Над дробилкой ее переход в «Семь сит» завершает растирание, дополняя его действием «измельчителей и разжижителей», наводящих на мысль о том, что «Сита» изображают своего рода цех переработки пигментов. Но слева от дробилки газ по «Волосяным трубкам» – привет, расческа! – поступает из «Девяти мужематриц», называемых также «трубками эротического сжатия»32. Подобно «возможной картине Сёра», это в некотором роде «несколько [пустых] тюбиков краски», «покрасневших в ожидании, пока каждому достанется свой цвет». Растирание «цвета-шоколада» было бы бесполезным, если бы «Матрица Эроса» уже была названа «Кладбищем униформ и ливрей», а в истоке удовольствия от живописи уже обнаружился готовый тюбик краски и его следствие – мертвая живопись.

Реди-мейд изолирует черту неразрешимости в одновременном наречении живописи возможной/невозможной. Его стратегия сводится к значащему указанию, которое неумолимо напрашивается после мюнхенского откровения: нельзя ждать от живописи чего-либо иного, нежели объявление ее имени в совершенном прошедшем – имени мертвой живописи. Стратегия «Большого стекла», «проект» которого также развивался под влиянием мюнхенских событий, совершенно другая. Она работает вокруг черты и совершает траур по живописи уже не как по возможной/невозможной, но как по бесполезной.
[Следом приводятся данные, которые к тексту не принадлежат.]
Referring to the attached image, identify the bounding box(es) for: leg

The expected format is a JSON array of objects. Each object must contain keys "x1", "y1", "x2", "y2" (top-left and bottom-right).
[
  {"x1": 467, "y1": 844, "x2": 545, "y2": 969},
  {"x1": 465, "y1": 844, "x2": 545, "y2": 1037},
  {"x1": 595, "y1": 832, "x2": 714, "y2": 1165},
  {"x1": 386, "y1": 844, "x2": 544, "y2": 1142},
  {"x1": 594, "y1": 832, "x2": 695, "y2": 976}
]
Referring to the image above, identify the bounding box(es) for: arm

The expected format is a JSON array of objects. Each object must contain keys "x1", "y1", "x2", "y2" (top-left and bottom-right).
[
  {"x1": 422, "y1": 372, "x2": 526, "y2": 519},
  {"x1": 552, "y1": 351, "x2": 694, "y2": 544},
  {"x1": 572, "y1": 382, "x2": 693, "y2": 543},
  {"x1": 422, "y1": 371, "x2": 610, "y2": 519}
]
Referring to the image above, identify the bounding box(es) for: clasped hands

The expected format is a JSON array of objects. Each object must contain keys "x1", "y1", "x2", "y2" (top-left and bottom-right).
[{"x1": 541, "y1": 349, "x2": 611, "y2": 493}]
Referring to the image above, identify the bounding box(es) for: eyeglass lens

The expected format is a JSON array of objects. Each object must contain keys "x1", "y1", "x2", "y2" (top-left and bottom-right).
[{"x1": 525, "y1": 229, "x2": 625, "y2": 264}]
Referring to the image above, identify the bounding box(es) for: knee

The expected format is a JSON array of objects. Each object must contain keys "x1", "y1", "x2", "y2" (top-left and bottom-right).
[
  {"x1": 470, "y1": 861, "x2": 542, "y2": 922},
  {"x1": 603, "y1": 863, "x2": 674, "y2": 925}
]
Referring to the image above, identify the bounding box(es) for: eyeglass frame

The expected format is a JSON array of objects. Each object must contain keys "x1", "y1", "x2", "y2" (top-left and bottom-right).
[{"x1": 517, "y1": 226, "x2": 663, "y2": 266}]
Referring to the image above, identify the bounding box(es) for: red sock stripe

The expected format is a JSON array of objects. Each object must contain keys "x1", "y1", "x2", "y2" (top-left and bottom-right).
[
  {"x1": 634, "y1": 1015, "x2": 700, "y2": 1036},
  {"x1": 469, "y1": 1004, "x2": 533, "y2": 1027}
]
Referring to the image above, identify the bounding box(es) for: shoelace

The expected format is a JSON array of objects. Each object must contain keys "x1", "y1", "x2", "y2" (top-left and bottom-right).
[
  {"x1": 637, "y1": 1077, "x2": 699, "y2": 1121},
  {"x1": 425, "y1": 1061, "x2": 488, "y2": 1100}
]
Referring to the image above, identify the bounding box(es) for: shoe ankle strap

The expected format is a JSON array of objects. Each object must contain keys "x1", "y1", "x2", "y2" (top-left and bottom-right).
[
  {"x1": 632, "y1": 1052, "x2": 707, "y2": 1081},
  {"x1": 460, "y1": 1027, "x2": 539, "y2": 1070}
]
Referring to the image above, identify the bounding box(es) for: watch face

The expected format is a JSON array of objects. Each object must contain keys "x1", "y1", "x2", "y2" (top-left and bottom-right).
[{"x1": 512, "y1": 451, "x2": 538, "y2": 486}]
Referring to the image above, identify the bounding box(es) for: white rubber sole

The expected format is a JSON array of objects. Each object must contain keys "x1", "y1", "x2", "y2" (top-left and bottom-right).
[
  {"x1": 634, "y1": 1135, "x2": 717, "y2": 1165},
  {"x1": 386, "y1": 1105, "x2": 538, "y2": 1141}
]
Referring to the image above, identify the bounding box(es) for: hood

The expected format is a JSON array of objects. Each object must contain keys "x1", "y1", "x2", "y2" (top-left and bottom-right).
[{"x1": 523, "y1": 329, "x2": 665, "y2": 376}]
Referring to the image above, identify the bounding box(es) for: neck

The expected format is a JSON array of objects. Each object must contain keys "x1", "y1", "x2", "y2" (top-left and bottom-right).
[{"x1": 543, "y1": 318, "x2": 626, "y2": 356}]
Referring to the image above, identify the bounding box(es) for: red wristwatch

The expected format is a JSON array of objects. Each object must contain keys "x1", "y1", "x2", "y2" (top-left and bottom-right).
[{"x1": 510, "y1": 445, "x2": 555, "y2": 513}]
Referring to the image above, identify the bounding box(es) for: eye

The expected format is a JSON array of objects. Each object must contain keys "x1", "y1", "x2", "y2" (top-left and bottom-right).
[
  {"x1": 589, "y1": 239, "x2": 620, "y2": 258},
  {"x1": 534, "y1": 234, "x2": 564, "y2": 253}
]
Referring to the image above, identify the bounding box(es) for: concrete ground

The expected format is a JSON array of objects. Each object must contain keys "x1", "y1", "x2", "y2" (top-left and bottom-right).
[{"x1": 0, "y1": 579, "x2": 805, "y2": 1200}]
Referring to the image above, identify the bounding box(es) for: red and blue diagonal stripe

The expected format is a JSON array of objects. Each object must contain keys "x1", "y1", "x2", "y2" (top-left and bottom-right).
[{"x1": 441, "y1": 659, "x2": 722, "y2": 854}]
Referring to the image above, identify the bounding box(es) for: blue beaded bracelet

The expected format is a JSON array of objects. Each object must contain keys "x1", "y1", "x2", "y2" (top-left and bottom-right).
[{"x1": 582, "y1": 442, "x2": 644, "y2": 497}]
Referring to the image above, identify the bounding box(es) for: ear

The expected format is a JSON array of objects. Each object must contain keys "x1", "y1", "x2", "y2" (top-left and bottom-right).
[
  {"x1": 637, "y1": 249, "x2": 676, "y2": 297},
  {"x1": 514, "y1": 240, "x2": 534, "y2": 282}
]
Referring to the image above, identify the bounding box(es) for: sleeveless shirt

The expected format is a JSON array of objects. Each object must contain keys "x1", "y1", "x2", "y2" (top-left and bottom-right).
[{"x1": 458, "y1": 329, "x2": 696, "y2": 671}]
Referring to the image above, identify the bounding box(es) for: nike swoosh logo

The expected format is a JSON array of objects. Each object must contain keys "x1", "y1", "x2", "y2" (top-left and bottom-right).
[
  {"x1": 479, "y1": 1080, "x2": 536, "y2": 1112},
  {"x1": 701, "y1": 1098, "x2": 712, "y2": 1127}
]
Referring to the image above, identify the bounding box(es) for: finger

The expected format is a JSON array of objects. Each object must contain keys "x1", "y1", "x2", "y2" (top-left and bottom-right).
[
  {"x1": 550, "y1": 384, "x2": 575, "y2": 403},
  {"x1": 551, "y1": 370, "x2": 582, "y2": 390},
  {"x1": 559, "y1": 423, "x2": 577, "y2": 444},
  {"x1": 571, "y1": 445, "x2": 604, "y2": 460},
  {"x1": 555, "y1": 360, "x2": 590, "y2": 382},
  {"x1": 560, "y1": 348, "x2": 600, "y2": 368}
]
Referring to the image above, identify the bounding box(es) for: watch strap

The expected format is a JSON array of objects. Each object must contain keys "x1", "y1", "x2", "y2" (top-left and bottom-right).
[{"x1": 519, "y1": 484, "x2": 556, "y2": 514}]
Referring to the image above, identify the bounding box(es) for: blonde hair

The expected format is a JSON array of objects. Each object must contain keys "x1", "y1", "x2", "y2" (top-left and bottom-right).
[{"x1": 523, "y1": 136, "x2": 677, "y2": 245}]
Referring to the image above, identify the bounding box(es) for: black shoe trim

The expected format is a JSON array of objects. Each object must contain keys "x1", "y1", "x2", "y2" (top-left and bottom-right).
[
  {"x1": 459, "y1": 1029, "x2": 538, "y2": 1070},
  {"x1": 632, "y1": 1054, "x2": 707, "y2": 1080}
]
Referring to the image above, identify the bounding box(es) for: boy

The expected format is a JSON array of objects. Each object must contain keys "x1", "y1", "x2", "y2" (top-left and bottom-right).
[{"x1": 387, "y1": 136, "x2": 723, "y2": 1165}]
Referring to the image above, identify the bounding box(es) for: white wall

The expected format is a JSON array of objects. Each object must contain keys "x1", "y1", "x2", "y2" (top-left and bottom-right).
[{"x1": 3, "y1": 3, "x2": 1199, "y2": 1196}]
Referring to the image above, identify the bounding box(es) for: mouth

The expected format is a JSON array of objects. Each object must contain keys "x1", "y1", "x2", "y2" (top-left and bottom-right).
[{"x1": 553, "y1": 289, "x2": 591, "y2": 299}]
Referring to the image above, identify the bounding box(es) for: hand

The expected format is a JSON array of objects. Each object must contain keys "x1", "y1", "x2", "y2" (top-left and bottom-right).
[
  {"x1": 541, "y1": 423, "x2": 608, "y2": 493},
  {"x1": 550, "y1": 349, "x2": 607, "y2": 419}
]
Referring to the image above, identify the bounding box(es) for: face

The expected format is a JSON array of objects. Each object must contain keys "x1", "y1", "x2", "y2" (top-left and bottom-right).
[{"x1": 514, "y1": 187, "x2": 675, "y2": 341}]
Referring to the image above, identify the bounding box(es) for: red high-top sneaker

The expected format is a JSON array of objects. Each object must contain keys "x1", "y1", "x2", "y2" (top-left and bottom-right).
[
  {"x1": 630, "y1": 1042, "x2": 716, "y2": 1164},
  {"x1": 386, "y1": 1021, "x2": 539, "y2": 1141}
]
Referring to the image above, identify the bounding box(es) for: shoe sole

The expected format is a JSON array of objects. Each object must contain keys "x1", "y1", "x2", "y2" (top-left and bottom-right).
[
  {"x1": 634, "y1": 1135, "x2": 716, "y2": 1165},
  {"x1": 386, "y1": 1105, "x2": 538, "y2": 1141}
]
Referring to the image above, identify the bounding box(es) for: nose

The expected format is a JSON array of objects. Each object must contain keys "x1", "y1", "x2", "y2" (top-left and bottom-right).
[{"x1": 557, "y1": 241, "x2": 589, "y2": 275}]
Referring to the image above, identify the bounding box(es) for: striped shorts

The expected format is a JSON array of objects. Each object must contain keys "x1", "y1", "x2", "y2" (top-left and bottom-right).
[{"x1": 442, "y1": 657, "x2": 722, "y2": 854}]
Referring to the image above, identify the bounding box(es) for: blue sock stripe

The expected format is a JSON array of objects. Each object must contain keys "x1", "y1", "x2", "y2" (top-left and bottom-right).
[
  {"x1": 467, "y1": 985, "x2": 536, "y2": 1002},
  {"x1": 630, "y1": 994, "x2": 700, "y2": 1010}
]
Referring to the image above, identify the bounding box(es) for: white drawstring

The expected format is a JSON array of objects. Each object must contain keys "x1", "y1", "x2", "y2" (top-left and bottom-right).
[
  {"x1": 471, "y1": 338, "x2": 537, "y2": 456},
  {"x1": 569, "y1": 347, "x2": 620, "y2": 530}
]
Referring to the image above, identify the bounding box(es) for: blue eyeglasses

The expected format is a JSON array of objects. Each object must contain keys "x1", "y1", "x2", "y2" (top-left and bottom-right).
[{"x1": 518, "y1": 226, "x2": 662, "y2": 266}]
Живописный процесс в целом, включая, что особенно важно, его начальное, врожденное условие – растирание красок,—вот что шаг за шагом воспроизводит холостая машина, неизменно обращаясь к замужней живописи, пребывающей слишком высоко и недоступной ее желанию. Эта работа траура не отменяет смерть живописи, но «прорабатывает» возможную долю меланхолии в желании смерти. Отсюда многочисленные фантазмы вечного движения, расшатывающие вращение «Дробилки для шоколада», возвратно-поступательное движение «Ползунка» и подъемный конвейер «Бутылок бенедиктина». Работа траура – это работа бенедиктинцев. Подобно тому как их работа внезапно оказалась бесполезной с изобретением Гутенберга, изобретение Ньепса сделало бесполезной работу живописца, если, конечно, это не работа траура по живописи36. Наряду с фотографией, выпуск красок в тюбиках явился самым непосредственным следствием индустриализации для практики живописцев. Первую «Большое стекло» в равной степени воодушевленно и боязливо ассимилирует: «сверхкороткая выдержка» —это фотографический аспект готовой, ready made, встречи в «знаке согласования». Вокруг второго он вершит свой траур, возвращаясь с каждым бесполезным оборотом дробилки к нестерпимому факту того, что холостяк уже не растирает свой шоколад сам.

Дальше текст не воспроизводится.